Slideshow

How PROSPECTS Partnership helps build resilience of hosts and refugees communities in Lebanon

Despite facing one of the worst socio-economic crisis in decades, Lebanon continues to host one of the highest number of refugee populations. The PROSPECTS Partnership supported by the Kingdom of Netherlands is providing education, employment and social protection support to build resilience and self-reliance of both hosts and refugees in the country.

Article | 21 November 2022
1 A safe space at the Community Development Center

Background

Forced displacement has surged in scale and complexity around the world, becoming increasingly protracted. To rise to the challenge crises response must shift to humanitarian-development approaches, backed by more dignified, inclusive and comprehensive programmes for refugees and the communities that host them.

Lebanon is no exception.

The country’s government estimates 1.5 million Syrian refugees residing within its territory, with 90% of them living in extreme poverty. Lebanon, which is hosting the highest number of refugees per capita worldwide, is also facing its worst socioeconomic crisis in decades.

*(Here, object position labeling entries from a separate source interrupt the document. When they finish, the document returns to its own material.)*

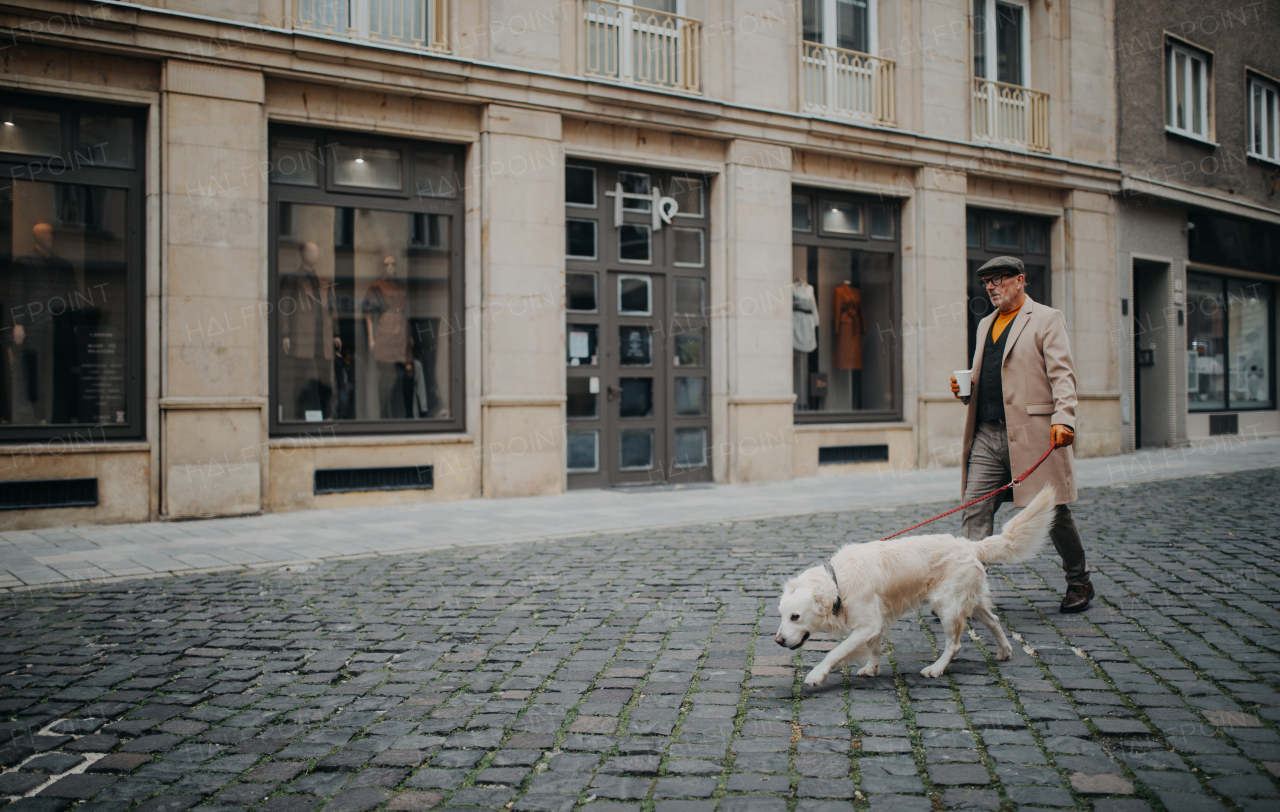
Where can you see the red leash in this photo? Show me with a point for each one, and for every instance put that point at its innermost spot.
(1016, 480)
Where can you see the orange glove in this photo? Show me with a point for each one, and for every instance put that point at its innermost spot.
(1061, 436)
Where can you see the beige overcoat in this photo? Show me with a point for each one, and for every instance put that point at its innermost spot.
(1038, 379)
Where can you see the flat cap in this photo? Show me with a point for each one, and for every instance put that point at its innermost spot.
(1002, 265)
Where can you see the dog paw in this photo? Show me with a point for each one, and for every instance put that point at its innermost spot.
(816, 678)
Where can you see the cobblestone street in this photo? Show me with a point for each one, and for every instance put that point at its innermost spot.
(638, 673)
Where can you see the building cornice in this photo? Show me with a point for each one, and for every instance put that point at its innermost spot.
(131, 30)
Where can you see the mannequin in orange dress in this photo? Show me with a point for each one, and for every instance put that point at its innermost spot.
(850, 327)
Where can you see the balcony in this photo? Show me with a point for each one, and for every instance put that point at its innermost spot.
(641, 46)
(1010, 114)
(410, 23)
(844, 83)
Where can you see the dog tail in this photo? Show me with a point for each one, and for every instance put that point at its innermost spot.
(1023, 534)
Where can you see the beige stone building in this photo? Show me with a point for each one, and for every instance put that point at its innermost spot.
(272, 255)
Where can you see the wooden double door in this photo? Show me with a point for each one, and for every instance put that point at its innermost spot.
(636, 324)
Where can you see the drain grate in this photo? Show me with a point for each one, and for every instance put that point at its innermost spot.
(347, 479)
(33, 493)
(1224, 424)
(836, 455)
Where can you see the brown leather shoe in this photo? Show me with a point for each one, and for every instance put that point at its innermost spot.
(1077, 598)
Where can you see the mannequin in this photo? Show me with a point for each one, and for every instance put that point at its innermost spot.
(804, 316)
(309, 336)
(387, 327)
(40, 279)
(849, 327)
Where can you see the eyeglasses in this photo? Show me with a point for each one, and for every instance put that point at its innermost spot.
(996, 281)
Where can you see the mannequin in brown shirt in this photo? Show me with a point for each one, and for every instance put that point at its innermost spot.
(850, 327)
(387, 325)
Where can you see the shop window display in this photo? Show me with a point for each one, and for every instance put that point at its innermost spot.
(71, 264)
(845, 308)
(366, 296)
(1230, 340)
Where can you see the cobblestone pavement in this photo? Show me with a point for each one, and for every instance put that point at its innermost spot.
(638, 674)
(129, 551)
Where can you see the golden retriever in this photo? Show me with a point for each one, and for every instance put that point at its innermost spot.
(865, 588)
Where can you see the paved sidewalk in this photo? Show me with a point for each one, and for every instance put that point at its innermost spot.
(636, 673)
(103, 552)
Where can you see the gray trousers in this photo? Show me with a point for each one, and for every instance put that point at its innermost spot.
(988, 469)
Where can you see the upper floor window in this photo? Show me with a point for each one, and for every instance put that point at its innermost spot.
(412, 23)
(641, 42)
(1001, 42)
(840, 23)
(1264, 121)
(1005, 109)
(1188, 91)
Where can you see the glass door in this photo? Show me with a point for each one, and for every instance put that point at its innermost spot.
(636, 327)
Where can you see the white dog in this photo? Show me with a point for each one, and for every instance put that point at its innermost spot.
(865, 588)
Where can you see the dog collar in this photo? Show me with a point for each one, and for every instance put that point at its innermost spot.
(831, 571)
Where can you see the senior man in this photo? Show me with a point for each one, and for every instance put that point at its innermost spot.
(1023, 397)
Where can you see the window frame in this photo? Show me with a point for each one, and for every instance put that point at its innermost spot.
(23, 167)
(830, 36)
(328, 194)
(1272, 138)
(988, 35)
(864, 242)
(1205, 104)
(1224, 281)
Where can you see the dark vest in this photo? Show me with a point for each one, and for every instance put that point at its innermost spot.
(991, 387)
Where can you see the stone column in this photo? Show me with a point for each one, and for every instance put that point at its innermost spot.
(522, 302)
(1088, 291)
(935, 313)
(753, 315)
(213, 283)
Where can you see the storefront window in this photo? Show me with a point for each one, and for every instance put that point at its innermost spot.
(1230, 340)
(845, 310)
(71, 274)
(366, 329)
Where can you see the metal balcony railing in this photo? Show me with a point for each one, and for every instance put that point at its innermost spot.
(412, 23)
(641, 46)
(839, 82)
(1010, 114)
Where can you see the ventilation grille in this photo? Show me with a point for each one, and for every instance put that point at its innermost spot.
(31, 493)
(835, 455)
(1224, 424)
(347, 479)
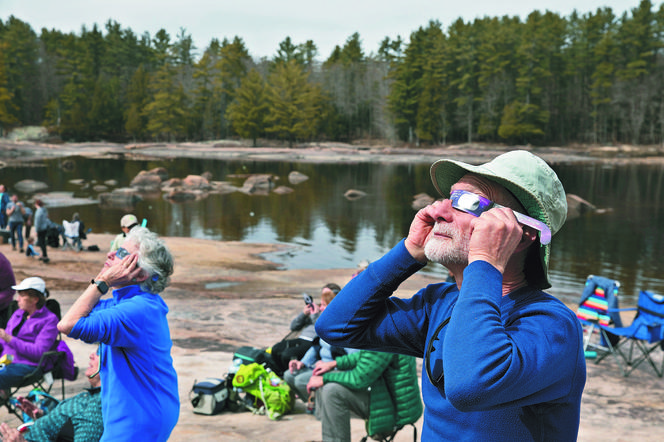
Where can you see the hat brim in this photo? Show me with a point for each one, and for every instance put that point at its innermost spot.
(445, 173)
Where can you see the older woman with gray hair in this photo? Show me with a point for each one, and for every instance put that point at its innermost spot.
(139, 384)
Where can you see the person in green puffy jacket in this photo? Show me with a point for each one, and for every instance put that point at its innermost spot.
(363, 383)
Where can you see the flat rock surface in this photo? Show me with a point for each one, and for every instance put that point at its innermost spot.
(224, 295)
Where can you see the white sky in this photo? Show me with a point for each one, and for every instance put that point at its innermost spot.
(263, 24)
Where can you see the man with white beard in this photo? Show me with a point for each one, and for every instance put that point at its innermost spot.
(503, 361)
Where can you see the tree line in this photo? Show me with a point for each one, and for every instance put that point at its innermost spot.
(586, 78)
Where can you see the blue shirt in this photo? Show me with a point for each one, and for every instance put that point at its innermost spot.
(514, 366)
(140, 398)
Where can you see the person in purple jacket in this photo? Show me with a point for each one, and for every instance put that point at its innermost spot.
(502, 360)
(31, 331)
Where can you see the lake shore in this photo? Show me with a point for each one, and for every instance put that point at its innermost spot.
(224, 295)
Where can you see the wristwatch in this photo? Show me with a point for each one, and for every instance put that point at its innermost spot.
(101, 286)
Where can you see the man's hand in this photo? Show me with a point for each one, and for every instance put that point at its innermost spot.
(10, 434)
(315, 382)
(323, 367)
(419, 232)
(496, 235)
(295, 366)
(122, 272)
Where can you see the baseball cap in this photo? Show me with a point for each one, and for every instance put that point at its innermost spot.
(34, 282)
(128, 220)
(530, 180)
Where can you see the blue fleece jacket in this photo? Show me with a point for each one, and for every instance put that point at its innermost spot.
(513, 366)
(140, 398)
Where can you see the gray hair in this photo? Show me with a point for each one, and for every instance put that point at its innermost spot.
(153, 257)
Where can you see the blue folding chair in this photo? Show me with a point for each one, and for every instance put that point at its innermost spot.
(638, 342)
(599, 307)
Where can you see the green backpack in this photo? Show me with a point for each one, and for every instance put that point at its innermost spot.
(275, 394)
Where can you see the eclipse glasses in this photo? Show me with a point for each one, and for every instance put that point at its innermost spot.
(476, 205)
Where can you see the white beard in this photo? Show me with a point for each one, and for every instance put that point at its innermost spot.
(452, 251)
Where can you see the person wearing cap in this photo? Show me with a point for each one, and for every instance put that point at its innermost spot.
(137, 367)
(127, 223)
(31, 331)
(502, 359)
(7, 280)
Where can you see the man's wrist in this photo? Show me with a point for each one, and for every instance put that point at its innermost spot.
(101, 285)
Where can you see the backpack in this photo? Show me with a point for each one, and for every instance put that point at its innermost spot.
(274, 394)
(209, 396)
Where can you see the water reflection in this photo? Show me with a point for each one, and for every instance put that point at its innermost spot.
(328, 231)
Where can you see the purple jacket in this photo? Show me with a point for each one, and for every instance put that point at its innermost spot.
(38, 335)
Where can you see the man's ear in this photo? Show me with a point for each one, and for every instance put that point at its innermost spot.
(528, 237)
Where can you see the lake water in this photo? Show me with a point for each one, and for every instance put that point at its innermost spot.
(326, 230)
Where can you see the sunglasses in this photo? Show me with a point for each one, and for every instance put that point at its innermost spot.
(122, 253)
(476, 205)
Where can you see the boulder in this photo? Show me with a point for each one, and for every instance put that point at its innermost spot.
(353, 194)
(256, 183)
(577, 206)
(282, 190)
(30, 186)
(296, 177)
(146, 181)
(196, 182)
(123, 198)
(179, 195)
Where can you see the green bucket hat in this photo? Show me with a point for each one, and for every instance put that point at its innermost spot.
(530, 180)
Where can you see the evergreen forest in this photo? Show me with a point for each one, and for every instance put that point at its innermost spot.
(591, 77)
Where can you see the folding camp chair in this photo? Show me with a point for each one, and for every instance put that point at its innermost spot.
(599, 307)
(638, 341)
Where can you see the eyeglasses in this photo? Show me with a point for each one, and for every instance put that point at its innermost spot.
(436, 381)
(122, 253)
(476, 205)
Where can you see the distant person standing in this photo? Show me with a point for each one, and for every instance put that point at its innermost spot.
(15, 212)
(127, 223)
(4, 200)
(41, 226)
(7, 280)
(28, 221)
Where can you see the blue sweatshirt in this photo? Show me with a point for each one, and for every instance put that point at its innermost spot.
(140, 398)
(514, 367)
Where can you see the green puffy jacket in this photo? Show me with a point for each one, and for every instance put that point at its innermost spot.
(388, 376)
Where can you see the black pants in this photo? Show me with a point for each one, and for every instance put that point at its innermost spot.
(285, 351)
(41, 241)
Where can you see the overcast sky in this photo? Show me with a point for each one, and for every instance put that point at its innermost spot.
(262, 24)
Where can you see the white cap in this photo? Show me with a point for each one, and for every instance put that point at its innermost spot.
(34, 282)
(128, 220)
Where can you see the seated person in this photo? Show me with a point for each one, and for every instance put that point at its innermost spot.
(364, 383)
(7, 280)
(31, 331)
(289, 349)
(77, 418)
(299, 372)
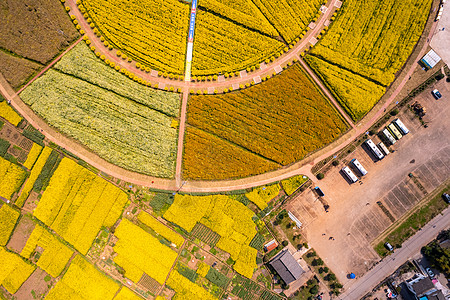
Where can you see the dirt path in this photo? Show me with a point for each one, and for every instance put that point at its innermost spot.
(326, 92)
(302, 167)
(212, 85)
(49, 66)
(181, 131)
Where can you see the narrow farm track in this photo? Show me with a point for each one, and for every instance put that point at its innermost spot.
(162, 82)
(326, 92)
(302, 167)
(181, 131)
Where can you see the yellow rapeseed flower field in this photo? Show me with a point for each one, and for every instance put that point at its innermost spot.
(281, 120)
(186, 289)
(289, 17)
(366, 45)
(211, 158)
(161, 229)
(242, 12)
(35, 171)
(229, 218)
(32, 156)
(223, 46)
(139, 252)
(291, 184)
(77, 203)
(9, 114)
(83, 281)
(126, 294)
(11, 178)
(152, 32)
(8, 220)
(55, 256)
(263, 194)
(117, 128)
(13, 271)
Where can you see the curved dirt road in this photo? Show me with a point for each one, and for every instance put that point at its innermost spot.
(302, 167)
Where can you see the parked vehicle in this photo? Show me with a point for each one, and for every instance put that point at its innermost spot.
(389, 246)
(374, 149)
(437, 95)
(358, 166)
(383, 148)
(349, 174)
(403, 129)
(393, 129)
(446, 197)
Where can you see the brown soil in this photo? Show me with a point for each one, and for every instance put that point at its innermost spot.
(21, 234)
(37, 30)
(16, 70)
(35, 284)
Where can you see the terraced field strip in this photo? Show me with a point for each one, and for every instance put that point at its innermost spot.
(205, 234)
(190, 45)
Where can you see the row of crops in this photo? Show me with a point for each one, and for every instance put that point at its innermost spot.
(230, 35)
(261, 128)
(365, 47)
(74, 207)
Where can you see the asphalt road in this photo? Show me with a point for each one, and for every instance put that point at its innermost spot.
(387, 266)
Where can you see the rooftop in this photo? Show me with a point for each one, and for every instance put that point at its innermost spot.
(286, 266)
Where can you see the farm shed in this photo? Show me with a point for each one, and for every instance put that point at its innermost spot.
(430, 59)
(286, 266)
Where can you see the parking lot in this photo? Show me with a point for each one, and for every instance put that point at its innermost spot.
(343, 235)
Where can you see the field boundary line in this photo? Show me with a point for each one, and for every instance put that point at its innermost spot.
(48, 66)
(187, 85)
(424, 201)
(181, 133)
(327, 93)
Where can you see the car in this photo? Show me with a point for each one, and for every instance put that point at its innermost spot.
(436, 94)
(389, 246)
(446, 197)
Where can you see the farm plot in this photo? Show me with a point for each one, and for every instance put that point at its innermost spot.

The country’s severe and prolonged economic depression is, according to the World Bank, "likely to rank in the top 10, possibly top 3, most severe crisis episodes globally since the mid-nineteenth century."

Forcibly displaced persons face specific vulnerabilities in the country, including psychological trauma, lack of employment opportunities and protection risks. Meanwhile, host communities struggle to pursue their own development efforts in an environment that has been transformed by a large influx of newcomers amid its already endemic challenges.

Robust and effective partnerships in Lebanon that maximize synergies and leverage comparative advantages have become crucial. Self- reliance, empowerment of all people and social cohesion need to be facilitated and strengthened.

With this in mind, the Government of the Netherlands-supported PROSPECTS partnership, comprising of the International Finance Corporation (IFC), the International Labour Organization (ILO), the UN Refugee Agency (UNHCR), the UN Children's Fund (UNICEF) and the World Bank, is jointly acting on multiple fronts across Lebanon.

The partnership aims to reduce vulnerabilities and increasing social stability for refugees and host communities by improving resilience and self-reliance through a joint humanitarian-development approach, focusing on nexuses between access to protection, education and work.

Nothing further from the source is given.